Le fait que la contrainte financière pesant sur les collectivités ne se soit pourtant durcie que modérément peut s’expliquer par deux éléments. Tout d’abord, l’accélération de la baisse des dotations a été partiellement compensée par la hausse des dotations de péréquation en faveur des collectivités les moins favorisées financièrement, à hauteur de 327 millions d’euros, et par une augmentation de 9 % – soit 2,9 milliards d’euros – de la fiscalité transférée par l’État aux départements et aux régions.

Ensuite, les collectivités ont bénéficié en 2015 de recettes fiscales en plus forte hausse. Un ralentissement de la fiscalité des ménages et une stabilité de la fiscalité économique avaient été observés en 2014. À l’inverse, les produits des impôts directs se sont accrus de 5,9 milliards d’euros en 2015. Cela constitue la plus forte progression depuis la réforme de la fiscalité locale de 2011.

Au total, le solde résultant de la progression des ressources fiscales et de la baisse des concours financiers de l’État est resté pratiquement inchangé en 2015 par rapport à l’année précédente, autour de 2 milliards d’euros.

Je rappellerai ici un message récurrent des juridictions financières : il est souhaitable que la baisse des concours financiers de l’État aux collectivités s’accompagne d’une meilleure maîtrise des dépenses de fonctionnement et d’une sélection plus exigeante des investissements, plutôt que d’une augmentation des impôts locaux.
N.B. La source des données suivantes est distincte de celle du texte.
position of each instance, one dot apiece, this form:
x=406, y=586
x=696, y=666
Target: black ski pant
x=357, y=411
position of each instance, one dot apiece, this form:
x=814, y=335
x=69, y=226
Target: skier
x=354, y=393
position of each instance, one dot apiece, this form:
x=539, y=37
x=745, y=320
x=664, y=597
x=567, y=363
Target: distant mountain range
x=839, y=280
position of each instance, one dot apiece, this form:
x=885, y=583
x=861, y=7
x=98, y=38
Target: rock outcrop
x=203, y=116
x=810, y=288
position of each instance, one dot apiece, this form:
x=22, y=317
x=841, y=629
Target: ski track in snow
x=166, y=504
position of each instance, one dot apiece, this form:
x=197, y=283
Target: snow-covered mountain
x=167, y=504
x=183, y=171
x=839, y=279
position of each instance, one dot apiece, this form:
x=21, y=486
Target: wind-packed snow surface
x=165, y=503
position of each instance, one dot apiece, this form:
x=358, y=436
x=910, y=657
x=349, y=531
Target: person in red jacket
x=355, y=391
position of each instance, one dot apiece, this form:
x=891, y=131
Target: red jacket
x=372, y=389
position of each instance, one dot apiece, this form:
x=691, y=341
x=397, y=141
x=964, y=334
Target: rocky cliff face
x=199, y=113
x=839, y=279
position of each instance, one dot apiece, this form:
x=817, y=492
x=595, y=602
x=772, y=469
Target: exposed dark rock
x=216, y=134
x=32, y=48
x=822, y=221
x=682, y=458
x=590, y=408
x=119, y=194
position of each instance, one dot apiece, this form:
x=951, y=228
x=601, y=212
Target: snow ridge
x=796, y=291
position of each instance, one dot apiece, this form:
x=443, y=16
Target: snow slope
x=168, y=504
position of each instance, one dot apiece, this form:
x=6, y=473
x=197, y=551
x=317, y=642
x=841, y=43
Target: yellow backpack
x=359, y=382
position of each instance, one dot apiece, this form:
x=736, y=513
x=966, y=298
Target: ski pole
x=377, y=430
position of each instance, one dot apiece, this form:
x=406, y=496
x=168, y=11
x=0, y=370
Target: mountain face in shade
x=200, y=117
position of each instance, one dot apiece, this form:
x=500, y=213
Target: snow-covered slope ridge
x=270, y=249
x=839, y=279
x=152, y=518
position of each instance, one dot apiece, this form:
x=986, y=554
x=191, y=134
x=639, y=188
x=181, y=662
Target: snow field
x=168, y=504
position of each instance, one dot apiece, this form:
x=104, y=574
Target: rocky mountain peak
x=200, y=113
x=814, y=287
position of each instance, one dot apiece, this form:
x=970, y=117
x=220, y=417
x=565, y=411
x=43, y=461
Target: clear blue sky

Ce principe de bonne gestion semble avoir été respecté par une majorité de collectivités depuis 2012. La baisse des concours de l’État en 2014 et 2015 n’a pas conduit les communes et les intercommunalités, prises globalement, à rehausser sensiblement les taux de leurs impôts locaux, même si des exceptions peuvent être relevées. La progression des produits fiscaux est venue d’un accroissement spontané des bases des impôts, ainsi que de la revalorisation votée annuellement par le Parlement – laquelle est supérieure à l’inflation –, davantage que d’une augmentation des taux.

En 2015, ce dynamisme des recettes fiscales s’est conjugué avec une baisse globale des dépenses des collectivités, ce qui a donné lieu à une amélioration de leur situation financière globale. Les données de la comptabilité budgétaire montrent ainsi que, en 2015, les dépenses des collectivités territoriales ont reculé de 0,9 % ; elles ont également reculé en comptabilité nationale.
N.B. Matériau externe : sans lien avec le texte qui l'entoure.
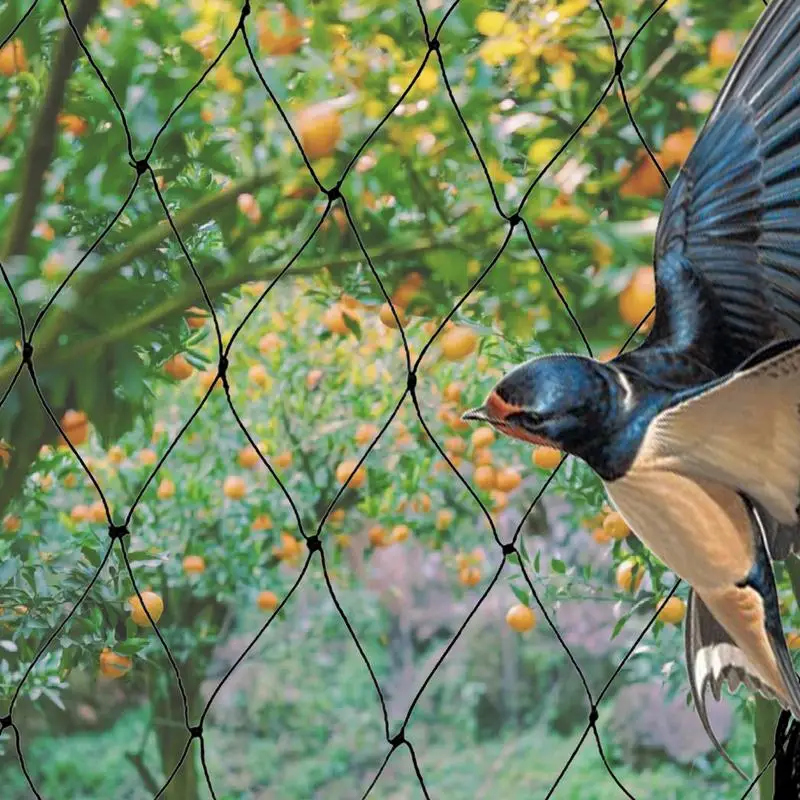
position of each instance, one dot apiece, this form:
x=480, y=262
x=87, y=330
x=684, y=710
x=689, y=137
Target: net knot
x=118, y=532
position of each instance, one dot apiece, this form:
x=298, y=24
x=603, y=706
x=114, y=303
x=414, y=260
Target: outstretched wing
x=727, y=250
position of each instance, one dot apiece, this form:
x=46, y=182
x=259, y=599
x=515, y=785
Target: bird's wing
x=727, y=249
x=742, y=431
x=713, y=659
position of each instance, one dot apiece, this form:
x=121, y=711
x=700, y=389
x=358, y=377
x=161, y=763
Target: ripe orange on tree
x=319, y=129
x=151, y=602
x=75, y=425
x=280, y=33
x=178, y=368
x=673, y=612
x=630, y=574
x=520, y=618
x=113, y=665
x=458, y=343
x=267, y=601
x=194, y=565
x=234, y=487
x=343, y=472
x=546, y=457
Les efforts de gestion des collectivités ont commencé à produire des résultats perceptibles. Le rythme de leurs dépenses de fonctionnement a diminué grâce à des baisses d’achats de biens et de services ainsi que de subventions versées. Le rythme des dépenses de personnel a été divisé par trois, déduction faite de l’effet des décisions prises au plan national touchant la fonction publique. Même si leur épargne a cessé de diminuer, elles ont encore réduit leurs dépenses d’investissement.
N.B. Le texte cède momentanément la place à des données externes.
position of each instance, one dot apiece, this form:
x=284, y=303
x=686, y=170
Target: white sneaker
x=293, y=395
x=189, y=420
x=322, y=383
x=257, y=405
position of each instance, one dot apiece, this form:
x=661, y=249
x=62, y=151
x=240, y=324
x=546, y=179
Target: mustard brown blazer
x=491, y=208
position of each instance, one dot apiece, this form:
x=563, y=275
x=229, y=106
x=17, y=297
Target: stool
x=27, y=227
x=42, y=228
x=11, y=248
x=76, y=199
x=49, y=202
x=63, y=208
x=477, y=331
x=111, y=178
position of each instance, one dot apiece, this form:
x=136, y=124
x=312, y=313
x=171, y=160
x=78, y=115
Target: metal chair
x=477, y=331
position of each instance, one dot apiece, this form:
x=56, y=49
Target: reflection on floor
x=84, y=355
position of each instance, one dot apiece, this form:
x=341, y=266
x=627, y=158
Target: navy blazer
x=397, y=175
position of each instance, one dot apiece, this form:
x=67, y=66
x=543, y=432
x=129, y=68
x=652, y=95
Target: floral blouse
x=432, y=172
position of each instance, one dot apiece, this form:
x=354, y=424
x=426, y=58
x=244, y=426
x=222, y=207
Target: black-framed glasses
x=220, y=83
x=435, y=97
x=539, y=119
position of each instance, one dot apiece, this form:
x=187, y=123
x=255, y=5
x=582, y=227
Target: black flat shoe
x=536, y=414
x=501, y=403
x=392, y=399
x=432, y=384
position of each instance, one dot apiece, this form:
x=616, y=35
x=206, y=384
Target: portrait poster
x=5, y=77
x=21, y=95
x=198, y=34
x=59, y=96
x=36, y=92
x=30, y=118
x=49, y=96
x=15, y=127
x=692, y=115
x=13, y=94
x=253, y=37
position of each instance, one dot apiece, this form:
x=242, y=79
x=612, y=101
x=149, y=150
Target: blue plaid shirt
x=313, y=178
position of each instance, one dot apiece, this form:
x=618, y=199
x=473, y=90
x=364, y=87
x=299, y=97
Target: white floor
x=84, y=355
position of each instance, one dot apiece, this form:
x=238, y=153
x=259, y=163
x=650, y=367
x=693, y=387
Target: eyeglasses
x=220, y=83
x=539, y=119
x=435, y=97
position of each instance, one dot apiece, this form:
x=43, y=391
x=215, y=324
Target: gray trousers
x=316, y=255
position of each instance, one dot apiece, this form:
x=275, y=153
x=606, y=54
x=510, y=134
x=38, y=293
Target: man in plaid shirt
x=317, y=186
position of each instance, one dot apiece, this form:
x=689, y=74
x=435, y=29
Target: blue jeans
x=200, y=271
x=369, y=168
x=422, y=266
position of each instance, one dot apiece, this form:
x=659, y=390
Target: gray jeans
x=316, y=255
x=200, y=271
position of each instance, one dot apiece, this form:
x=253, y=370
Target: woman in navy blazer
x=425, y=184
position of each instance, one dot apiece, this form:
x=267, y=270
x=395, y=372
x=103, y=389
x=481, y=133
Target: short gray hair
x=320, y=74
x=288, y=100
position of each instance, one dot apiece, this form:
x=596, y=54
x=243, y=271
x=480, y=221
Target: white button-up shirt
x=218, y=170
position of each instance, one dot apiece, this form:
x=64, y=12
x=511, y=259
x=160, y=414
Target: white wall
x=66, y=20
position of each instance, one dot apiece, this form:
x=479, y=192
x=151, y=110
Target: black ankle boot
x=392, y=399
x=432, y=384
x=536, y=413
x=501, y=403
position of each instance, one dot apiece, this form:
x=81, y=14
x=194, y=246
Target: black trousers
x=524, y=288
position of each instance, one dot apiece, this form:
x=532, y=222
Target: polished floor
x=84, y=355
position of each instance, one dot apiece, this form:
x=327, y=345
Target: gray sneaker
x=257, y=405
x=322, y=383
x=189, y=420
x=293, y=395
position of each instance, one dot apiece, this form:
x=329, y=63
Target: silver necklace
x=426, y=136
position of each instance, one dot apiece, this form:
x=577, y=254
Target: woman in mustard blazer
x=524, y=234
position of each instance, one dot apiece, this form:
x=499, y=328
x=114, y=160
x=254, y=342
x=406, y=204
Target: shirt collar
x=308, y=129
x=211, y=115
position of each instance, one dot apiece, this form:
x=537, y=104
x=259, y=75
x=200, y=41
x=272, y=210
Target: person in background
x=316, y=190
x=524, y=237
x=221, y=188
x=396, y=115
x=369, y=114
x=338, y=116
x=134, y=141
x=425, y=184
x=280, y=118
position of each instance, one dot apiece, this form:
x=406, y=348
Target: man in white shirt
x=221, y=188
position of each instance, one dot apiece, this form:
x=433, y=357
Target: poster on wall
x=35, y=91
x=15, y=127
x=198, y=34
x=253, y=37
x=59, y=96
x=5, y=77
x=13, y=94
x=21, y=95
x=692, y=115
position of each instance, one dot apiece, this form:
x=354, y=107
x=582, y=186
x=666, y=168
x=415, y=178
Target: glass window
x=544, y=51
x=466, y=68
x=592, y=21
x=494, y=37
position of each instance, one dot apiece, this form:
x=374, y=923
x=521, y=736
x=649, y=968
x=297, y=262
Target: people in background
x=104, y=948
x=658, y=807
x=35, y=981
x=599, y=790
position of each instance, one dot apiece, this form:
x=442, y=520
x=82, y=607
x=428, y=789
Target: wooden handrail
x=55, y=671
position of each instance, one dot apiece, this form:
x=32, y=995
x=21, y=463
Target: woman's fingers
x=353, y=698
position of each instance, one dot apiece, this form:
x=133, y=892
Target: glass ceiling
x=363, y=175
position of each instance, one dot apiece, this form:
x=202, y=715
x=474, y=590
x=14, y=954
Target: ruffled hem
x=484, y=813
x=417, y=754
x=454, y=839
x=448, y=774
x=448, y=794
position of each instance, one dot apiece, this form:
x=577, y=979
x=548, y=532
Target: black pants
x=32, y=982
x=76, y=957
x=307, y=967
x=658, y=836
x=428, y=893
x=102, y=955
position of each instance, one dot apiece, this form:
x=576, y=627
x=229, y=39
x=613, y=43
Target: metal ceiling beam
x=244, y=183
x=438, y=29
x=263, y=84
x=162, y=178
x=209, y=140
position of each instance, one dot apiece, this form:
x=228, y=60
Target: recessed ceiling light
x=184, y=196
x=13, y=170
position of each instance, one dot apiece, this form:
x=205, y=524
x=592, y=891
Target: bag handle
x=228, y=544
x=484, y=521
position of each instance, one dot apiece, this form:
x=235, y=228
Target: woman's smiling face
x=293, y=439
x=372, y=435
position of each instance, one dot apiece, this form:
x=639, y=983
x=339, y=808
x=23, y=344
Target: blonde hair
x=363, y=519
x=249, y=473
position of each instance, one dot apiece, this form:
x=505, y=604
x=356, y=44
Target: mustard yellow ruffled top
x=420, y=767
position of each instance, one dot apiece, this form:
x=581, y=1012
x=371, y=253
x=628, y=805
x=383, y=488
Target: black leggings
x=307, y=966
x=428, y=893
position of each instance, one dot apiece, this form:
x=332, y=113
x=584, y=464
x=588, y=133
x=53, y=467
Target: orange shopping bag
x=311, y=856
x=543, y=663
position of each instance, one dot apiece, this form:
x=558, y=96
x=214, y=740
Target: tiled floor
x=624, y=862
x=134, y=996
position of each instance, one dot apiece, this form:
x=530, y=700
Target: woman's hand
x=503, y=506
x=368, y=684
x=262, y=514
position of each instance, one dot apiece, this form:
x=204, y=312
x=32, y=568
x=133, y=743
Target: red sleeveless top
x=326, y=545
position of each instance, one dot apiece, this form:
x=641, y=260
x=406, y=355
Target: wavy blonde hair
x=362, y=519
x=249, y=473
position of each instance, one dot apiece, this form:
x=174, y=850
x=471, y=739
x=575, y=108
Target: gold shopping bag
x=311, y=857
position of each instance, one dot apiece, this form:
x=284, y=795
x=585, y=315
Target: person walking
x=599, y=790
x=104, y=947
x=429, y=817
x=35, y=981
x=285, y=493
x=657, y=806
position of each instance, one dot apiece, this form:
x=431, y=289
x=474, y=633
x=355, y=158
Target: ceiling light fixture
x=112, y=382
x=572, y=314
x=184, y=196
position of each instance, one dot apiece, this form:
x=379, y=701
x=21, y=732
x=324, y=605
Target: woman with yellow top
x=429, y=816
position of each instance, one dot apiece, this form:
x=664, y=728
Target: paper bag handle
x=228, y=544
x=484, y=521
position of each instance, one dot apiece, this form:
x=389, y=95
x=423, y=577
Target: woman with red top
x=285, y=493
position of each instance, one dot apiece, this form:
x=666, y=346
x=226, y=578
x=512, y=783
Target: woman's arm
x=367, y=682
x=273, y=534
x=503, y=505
La situation financière des collectivités territoriales s’est donc améliorée dans l’ensemble, ce qui n’est pas contradictoire avec une augmentation de la quantité de départements rencontrant des difficultés, ni avec le fait qu’un certain nombre de collectivités territoriales se trouve toujours dans une situation très sensible.

Dans ce contexte, comme l’a relevé la Cour dans son rapport de juin 2016 sur la situation et les perspectives des finances publiques, les administrations publiques locales ont contribué pour plus de moitié à la réduction du déficit public national.

Si la Cour constate ainsi une amélioration globale, les situations diffèrent selon la nature des collectivités. C’est le deuxième message du rapport.

L’évolution de la situation financière a été globalement plus favorable pour les communes et les groupements intercommunaux. Au-delà des transferts de compétences qui se sont poursuivis, notamment avec la mise en place des nouvelles métropoles, des efforts de gestion ont trouvé une traduction concrète. Combinés à la reprise des recettes fiscales, ils ont permis aux collectivités du bloc communal, prises dans leur ensemble, d’interrompre l’effet de ciseaux constaté les années précédentes, et d’accroître leur épargne après deux années de diminution importante.

En revanche, les départements, dont les dépenses sociales ont connu une évolution toujours dynamique, bien que ralentie, ont seulement pu freiner l’érosion de leur épargne. Ce résultat est d’abord dû au dynamisme accru de leurs produits fiscaux, notamment des droits de mutation à titre onéreux (DMTO), qui a plus que compensé la baisse de la DGF. Pour les départements, l’année 2015 s’est aussi caractérisée par le ralentissement de certaines charges de fonctionnement – notamment les dépenses de personnel – et par la baisse de certaines autres – les achats de biens et de services, les subventions versées.

Enfin, les régions ont globalement connu l’évolution la plus défavorable. Leur épargne brute a continué de se dégrader pour la troisième année consécutive. À la différence des autres catégories de collectivités, elles ont investi davantage. Elles ont cependant bénéficié de la croissance retrouvée de leurs recettes de fonctionnement, malgré la baisse de la DGF. Cette marge de manœuvre a été plus que compensée par l’accélération des dépenses de fonctionnement due, en grande partie, aux nouvelles compétences transférées par l’État. Même si la progression des subventions versées et des autres charges de gestion courante s’est accentuée, celle de la masse salariale et des achats s’est ralentie.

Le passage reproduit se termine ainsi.